Un gioco di prestigio non va mai spiegato: è l’apostrofo apparentemente innaturale tra l’istante che lo precede e quello immediatamente successivo. Il replay quasi gli manca di rispetto, vivisezionando il gesto tecnico un frame dopo l’altro.
Siamo tutti Henderson, nel momento in cui Khephren Thuram passeggia sul pallone un istante dopo aver piazzato lo scatto sul lato sinistro, perché tra suola e tacco dell’avversario lo scozzese dell’Empoli si guarda attorno con l’aria di uno al quale sono appena cadute le chiavi di casa in un tombino.
Il pareggio, fantasmagorico, sembra cancellare in un giro di tacchetti piumati tutta la partita che c’era stata attorno, ovvero la prova faticosa di una Juventus che nel primo tempo si era smarrita dentro la propria foschia tattica ed era stata poi zavorrata da una serie di errori tecnici individuali, a cominciare dall’ occasione nitida divorata da Nico Gonzalez.

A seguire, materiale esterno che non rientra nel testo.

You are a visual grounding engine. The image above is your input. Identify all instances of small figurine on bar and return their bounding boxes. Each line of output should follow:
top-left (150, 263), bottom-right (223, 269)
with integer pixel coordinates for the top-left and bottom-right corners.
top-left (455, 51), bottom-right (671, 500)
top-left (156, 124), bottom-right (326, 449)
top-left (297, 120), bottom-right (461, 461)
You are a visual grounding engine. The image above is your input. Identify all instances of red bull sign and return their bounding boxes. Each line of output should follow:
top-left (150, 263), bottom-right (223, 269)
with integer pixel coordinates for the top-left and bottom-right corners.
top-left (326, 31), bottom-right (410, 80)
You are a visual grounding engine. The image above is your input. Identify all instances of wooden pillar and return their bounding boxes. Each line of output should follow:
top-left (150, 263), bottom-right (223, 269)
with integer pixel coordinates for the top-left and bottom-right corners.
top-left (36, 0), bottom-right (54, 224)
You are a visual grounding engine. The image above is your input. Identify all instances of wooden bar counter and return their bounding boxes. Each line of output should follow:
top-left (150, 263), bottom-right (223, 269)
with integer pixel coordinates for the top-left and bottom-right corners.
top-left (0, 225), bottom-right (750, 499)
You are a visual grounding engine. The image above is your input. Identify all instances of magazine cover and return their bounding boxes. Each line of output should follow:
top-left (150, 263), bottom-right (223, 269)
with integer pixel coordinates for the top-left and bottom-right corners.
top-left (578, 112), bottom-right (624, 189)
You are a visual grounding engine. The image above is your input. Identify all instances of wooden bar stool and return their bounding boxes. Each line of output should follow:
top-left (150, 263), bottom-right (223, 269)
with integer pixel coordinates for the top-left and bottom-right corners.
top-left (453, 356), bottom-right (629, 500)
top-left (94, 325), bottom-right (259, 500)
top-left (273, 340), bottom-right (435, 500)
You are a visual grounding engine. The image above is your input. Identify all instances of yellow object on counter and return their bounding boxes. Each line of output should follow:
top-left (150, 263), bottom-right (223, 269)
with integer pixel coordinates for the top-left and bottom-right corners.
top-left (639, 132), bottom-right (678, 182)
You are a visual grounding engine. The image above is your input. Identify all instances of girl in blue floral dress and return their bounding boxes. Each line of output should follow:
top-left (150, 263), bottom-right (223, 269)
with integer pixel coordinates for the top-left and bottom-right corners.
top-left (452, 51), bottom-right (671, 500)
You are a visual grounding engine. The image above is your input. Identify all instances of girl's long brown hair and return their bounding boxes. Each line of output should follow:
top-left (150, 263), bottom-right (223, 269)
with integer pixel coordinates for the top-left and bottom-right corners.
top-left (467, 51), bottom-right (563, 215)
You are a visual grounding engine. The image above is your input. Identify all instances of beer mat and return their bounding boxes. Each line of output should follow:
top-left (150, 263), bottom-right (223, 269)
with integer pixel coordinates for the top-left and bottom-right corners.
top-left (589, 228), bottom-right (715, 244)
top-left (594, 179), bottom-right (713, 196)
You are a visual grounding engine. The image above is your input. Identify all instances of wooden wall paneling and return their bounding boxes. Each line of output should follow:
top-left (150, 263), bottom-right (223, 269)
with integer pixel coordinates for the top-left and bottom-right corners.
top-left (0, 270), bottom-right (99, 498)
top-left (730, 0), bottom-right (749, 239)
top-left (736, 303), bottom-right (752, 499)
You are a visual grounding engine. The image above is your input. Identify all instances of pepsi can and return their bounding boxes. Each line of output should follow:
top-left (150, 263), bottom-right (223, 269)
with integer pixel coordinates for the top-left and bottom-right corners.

Il vantaggio trovato dall’Empoli con il destro, potente e millimetrico, di Maleh, era stato una secchiata d’acqua gelida che non aveva, però, svegliato subito Madama; son serviti i cambi: Yildiz per Koopmeiners, Locatelli per Kelly, rima a parte, Conceicao per Gonzalez e Alberto Costa per Cambiaso. Regia più nitida e pressione vivace sulla trequarti, con Vlahovic che vive la ricerca del 2-1 quasi con angoscia. La stessa con cui dal dischetto scaglia il pallone quasi oltre lo stadio, per questo formato che non ammette code supplementari ma soltanto verdetti immediati.
L’Empoli, compreso un Henderson di nuovo cosciente, li mette tutti alle spalle di Perin, mentre sbaglia pure Yildiz e alla fine è giusto così, nel silenzio dello Stadium che fa echeggiare l’impotenza juventina ancora più delle esultanze empolesi.